That’s according to a new report by Business Insider, which was published this week. The story alleges that Apple is making a behind-the-scenes push to move apps away from a one-time fee business model to one that relies on recurring in-app subscriptions.

At the meeting, which was held in a loft in New York City’s Tribeca district, an Apple representative told the convention of developers that they’d eventually “hit a cap” if they relied purely on one-time purchases.

An Apple representative reportedly said that paid apps only make up about 15 percent of total app sales in the App Store, according to an anonymous source cited by Business Insider. That percentage is also on the decline.
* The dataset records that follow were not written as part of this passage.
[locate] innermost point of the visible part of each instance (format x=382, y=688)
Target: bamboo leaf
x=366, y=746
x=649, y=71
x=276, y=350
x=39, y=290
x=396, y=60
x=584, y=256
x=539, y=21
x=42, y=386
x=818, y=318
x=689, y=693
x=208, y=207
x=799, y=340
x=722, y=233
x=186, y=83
The ultimate goal is apparently to create a “sustainable” business model for developers, rather than having them rely on one-time purchases or monetization through advertising.

Apple, of course, would retain its 30 percent cut of this revenue. Though Business Insider notes that if a customer subscribes for more than a year, that cut would drop to 15 percent. Presumably incentivizing app developers to keep customers long-term.
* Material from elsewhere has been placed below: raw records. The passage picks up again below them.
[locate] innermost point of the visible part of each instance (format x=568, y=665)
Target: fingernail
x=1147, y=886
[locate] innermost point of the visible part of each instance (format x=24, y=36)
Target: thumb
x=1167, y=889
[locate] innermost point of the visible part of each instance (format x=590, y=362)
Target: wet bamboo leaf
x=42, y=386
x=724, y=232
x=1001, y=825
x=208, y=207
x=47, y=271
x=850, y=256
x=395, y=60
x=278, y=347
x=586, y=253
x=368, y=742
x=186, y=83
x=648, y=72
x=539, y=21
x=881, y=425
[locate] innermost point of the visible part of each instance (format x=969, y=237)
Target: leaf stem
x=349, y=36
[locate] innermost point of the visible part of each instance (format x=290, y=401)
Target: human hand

The Cupertino tech giant also suggested that developers work to turn existing “free” users into “high-value customers” by offering multiple subscription tiers.
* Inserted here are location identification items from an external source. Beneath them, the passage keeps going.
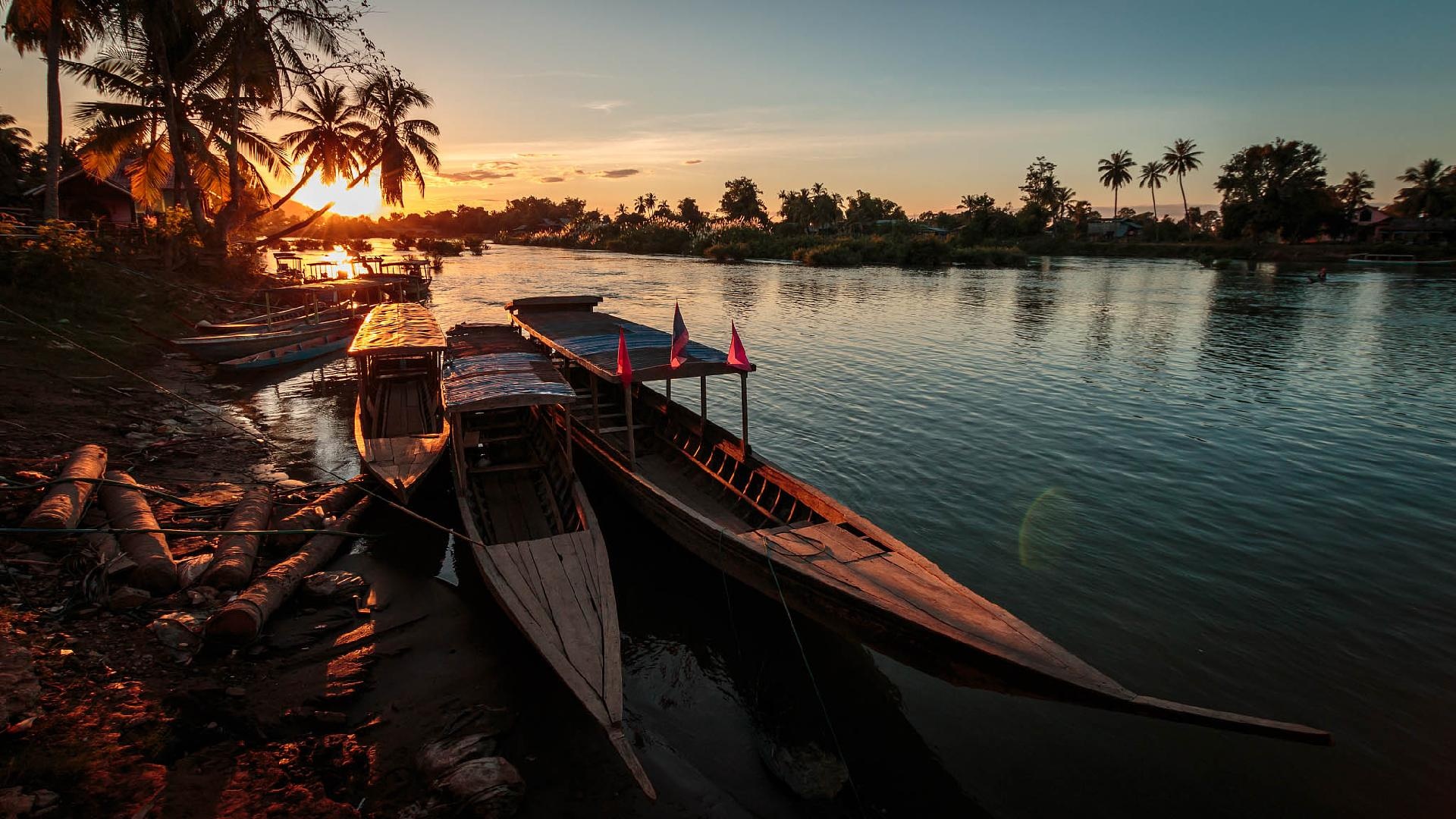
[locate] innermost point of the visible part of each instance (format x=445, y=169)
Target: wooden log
x=242, y=620
x=312, y=516
x=234, y=563
x=127, y=509
x=64, y=502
Since it launched, the App Store has grown to become one of the world’s most notable technology success stories. It helped foster the birth of the app economy, and by most metrics, it eclipses the annual revenue of its rivals.

Because of that influence, it isn’t hard to see how a shift to subscription-based apps could cause a paradigm shift in the wider software and technology industries.

Business Insider writes that “Apple is quietly building one of the biggest subscription businesses in the world — something that’s core to the company as iPhone sale growth slows.”

That shift toward Services and other non-hardware products is evident in market analysis, too. Back in March, Morgan Stanley analyst Katy Huberty said that Services was set to overtake the iPhone as the company’s most important driver of revenue growth within five years.

Similarly, Apple CEO Tim Cook announced during the firm’s earnings call last month that paid subscribers through the App Store had grown more than 60 percent to surpass 300 million.

That includes first-party services like Apple Music but is mostly made up of third-party platforms and subscriptions. But with the aforementioned 30 (or 15) percent cut, a subscription-based app model isn’t just good for developers. It’s good for Apple, too.

“Apple wants its services, supported by the App Store, to be a Fortune 50 business by 2020, or about $55 billion per year in revenue,” Business Insider wrote.